When a couple spends more than a year trying to conceive without success, they can be diagnosed as infertile. Women over 35 can be diagnosed after six months, because fertility declines with age generally, and women at that age may not have the luxury of a year to try. However, only in about two-thirds of infertile couples does the problem lie with the woman, and only half of those is it with the woman exclusively. This is at odds with the common perception of infertility, which typically lays the issue at the feet of the female half of the couple. In spite of the vulnerability of sperm and sperm production to a host of medical issues and environmental factors—including celiac disease, diabetes, and even chemicals in some types of toothpaste—the clear and direct involvement of women in the reproductive process leads people to think of reproduction generally and problems interfering with it, primarily in terms of the role women play and the effects on women.

Unfortunately, this puts a great deal of stress on women, which can itself make conception more difficult. In a study, women who had increased levels of stress hormones had a harder time conceiving. Even subjects with no previous fertility problems were 29 percent less likely to be pregnant if they were found to have high levels of stress hormone levels rather than low levels. High-stress women were twice as likely to go a year without conceiving, the study found.

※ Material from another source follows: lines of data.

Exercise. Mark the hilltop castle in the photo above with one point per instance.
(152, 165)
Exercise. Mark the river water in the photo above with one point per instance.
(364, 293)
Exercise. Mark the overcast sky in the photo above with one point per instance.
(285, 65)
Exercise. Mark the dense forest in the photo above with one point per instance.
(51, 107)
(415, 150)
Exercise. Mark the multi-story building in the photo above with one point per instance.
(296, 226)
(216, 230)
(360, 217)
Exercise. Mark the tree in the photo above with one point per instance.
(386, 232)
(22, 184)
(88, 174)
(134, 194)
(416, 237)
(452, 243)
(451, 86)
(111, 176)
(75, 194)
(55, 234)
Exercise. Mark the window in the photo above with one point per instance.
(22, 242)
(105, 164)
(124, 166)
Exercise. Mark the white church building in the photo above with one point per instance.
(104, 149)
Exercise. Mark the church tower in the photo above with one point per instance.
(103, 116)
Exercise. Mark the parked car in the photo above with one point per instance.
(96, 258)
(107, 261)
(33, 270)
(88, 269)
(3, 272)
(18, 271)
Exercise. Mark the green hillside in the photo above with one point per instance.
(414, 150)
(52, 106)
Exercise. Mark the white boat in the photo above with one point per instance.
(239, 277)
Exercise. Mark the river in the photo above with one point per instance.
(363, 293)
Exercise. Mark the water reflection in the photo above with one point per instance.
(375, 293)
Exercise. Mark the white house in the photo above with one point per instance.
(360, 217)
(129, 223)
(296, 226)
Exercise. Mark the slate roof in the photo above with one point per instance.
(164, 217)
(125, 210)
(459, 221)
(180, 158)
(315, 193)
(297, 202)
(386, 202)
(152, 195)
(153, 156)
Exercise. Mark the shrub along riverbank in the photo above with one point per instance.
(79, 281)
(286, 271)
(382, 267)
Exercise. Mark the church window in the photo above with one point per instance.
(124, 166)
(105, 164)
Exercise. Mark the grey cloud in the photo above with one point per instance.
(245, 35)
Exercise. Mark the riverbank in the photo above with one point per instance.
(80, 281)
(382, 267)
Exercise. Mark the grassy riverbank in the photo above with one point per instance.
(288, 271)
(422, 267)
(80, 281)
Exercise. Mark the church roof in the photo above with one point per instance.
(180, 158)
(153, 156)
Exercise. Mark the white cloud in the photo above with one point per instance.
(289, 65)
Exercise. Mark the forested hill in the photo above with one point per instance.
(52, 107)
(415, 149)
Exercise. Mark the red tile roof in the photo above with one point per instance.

The focus on women means less attention paid to male infertility, which could harm the men suffering the problem and delay treatment of the underlying issue. Male infertility is linked to higher mortality, but it is also often responsive to relatively simple fixes that aren’t available to women. Research has found that men with two or more abnormalities in semen—including deficits in motility, odd shape, low semen volume, or low sperm count—have double the risk of death in the eight years following the initial evaluation for fertility issues. That suggests that men who aren’t being evaluated, who assume it is their female partners who have the problem, are unprepared for this higher risk. Moreover, they are unable to get treatment, which could be as simple as a synthetic version of the protein in sperm that primes the ovum for fertilization. This synthetic protein has not been used clinically but shows promise in research settings to help increase male fertility.